Zapi Aurelien, 23, arrived in Shanghai expecting to spend a year in the closet, he was surprised to be embraced by an outgoing and friendly gay community

Adventures in gay Shanghai

I first arrived in Shanghai with heaps of luggage and as much apprehension. I had actually had to stop telling my friends that I was coming to China because of all the scaremongering and stereotypes about the country that I got in return.

I assumed China would be homophobic  country and I was prepared to hide my sexuality while I was here. The reality is far different, I actually feel like a more confident gay man here than I did at home in France.

The first day I arrived I visited Shanghai Studio, a gay club. My friend and I were among just a few foreigners there that night. It felt like a shelter from the outside world, as it’s underground and there is a maze of corridors and alcoves. People looked like they were really shedding their inhibitions and having fun.
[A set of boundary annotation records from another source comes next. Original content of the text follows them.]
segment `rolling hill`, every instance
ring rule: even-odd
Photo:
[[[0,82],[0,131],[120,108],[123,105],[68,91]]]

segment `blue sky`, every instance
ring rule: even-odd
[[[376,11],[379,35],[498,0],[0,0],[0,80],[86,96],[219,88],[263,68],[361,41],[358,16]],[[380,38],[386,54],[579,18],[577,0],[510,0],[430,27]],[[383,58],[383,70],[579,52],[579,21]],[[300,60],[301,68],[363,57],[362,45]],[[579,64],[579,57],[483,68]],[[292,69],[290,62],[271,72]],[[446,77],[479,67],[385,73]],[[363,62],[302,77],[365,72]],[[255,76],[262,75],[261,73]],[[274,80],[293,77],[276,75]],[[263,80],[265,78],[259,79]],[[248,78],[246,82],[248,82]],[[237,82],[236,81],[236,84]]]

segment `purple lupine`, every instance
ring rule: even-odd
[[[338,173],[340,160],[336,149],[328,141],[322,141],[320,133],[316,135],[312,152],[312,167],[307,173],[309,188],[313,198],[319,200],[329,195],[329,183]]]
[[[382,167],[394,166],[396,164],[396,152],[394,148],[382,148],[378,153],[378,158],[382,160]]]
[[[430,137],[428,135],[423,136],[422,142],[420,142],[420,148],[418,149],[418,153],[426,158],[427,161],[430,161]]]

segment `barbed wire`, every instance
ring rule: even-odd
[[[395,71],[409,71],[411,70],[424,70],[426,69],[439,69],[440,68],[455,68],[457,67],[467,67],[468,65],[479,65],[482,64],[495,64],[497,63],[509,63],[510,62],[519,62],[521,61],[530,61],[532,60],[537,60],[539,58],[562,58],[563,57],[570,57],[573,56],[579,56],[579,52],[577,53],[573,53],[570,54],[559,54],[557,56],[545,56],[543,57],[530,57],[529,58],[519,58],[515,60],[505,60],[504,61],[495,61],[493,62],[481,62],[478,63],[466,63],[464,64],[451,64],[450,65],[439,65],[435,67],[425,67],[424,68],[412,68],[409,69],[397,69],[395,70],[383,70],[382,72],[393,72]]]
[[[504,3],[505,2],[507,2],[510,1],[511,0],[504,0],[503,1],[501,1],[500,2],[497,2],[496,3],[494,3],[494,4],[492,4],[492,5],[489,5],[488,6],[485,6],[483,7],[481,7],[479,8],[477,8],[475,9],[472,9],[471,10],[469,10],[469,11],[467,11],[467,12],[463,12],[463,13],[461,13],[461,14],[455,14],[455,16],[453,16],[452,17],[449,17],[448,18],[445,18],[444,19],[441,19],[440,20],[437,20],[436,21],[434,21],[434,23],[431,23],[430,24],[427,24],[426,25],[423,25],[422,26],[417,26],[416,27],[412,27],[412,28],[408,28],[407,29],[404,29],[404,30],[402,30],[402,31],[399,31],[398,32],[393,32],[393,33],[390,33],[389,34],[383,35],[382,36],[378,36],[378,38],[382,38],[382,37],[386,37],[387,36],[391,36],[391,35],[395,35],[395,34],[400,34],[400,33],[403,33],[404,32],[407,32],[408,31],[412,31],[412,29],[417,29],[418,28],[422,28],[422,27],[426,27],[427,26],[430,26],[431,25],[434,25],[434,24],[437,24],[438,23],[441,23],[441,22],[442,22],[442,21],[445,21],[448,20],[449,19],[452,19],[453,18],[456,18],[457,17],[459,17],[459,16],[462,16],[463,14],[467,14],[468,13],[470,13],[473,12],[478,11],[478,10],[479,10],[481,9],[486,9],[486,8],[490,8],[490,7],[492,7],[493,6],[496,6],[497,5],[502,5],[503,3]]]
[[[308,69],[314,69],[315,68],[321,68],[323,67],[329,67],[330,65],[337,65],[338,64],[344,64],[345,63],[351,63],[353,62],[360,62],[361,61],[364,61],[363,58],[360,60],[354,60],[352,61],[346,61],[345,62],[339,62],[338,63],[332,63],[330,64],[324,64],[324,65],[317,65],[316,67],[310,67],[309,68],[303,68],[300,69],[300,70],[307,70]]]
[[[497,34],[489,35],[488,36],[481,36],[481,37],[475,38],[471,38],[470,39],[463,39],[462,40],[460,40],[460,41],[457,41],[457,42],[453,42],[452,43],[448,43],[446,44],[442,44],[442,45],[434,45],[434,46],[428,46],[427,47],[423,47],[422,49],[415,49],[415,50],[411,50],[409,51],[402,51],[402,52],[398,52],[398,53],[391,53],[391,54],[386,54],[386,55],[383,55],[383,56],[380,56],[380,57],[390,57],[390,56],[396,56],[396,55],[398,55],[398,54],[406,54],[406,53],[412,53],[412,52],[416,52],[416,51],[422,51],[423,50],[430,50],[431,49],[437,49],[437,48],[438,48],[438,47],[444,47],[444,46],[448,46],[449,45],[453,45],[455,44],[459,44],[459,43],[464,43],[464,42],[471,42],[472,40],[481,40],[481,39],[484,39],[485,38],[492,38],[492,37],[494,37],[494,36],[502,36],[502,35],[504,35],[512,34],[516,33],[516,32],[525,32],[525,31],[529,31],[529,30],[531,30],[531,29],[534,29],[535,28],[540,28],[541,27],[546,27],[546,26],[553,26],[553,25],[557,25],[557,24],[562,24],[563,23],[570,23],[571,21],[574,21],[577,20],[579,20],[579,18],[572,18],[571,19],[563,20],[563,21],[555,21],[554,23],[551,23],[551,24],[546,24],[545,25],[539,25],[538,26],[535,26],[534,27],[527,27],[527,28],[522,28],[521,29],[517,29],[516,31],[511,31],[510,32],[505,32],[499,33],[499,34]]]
When I got back to my hostel I met a girl who had just come back from a lesbian bar which organised a giant ‘truth or dare’ with the patrons. She was frustrated because she spent the night flirting with a girl, who pretended to be straight at the end.

The longer I stayed in the city, practicing my university-studied Chinese, I realised it is a huge gay playground. I meet my fellow ‘tongzhi’ (literally, comrade, now slang for gay men) on the internet, with the Gay Radar app (a Chinese Grindr), or even in public places – restaurants, libraries, museums, trains, swimming pools! One look at my rainbow bracelet and a discreet smile is enough to start a conversation.

Being a white guy in an Asian country helps: people are really curious and particularly welcoming. And because I’m far from home I am open to trying new experiences and feel more confident. I don’t miss France at all.

Most of the Chinese gay people I’ve met are in the closet though. There’s no religion to keep people afraid of living openly here, but family does. The one-child policy means there’s a lot of pressure for gay sons to get married. Parents expect a lot from their one child: a good career, a nice house, a nice husband or wife and descendants. But I’ve never heard of any violence or ‘gay-bashing’ in China.

Shanghai is a modern city,  people tend to be open-minded, but visits to smaller towns nearby have shown me a different side to gay life in China. In places like Suzhou or Nanjing gay bars are so hidden that I had to call the employees of the place to come to pick me up. But these places are also more fun.

In the secret small-town bars and bathhouses there’s an atmosphere of brotherhood. Most of the patrons are married. In Nanjing I met a gay sex shop owner who was waiting for his wife and daughter and when I was talking to a guy in the bathhouse I noticed he was wearing a wedding ring. I find it both exciting and scary to be in these hidden gay corners. It’s exciting because people are so happy to escape their straight lives and it’s scary because they still believed homosexuality is a bad disease.

As a foreigner in an Asian country you already stand out from the crowd. People are curious and interested in you. A lot of people will try to ‘chi wo de dofu’ – eat your tofu – slang for flirt with you.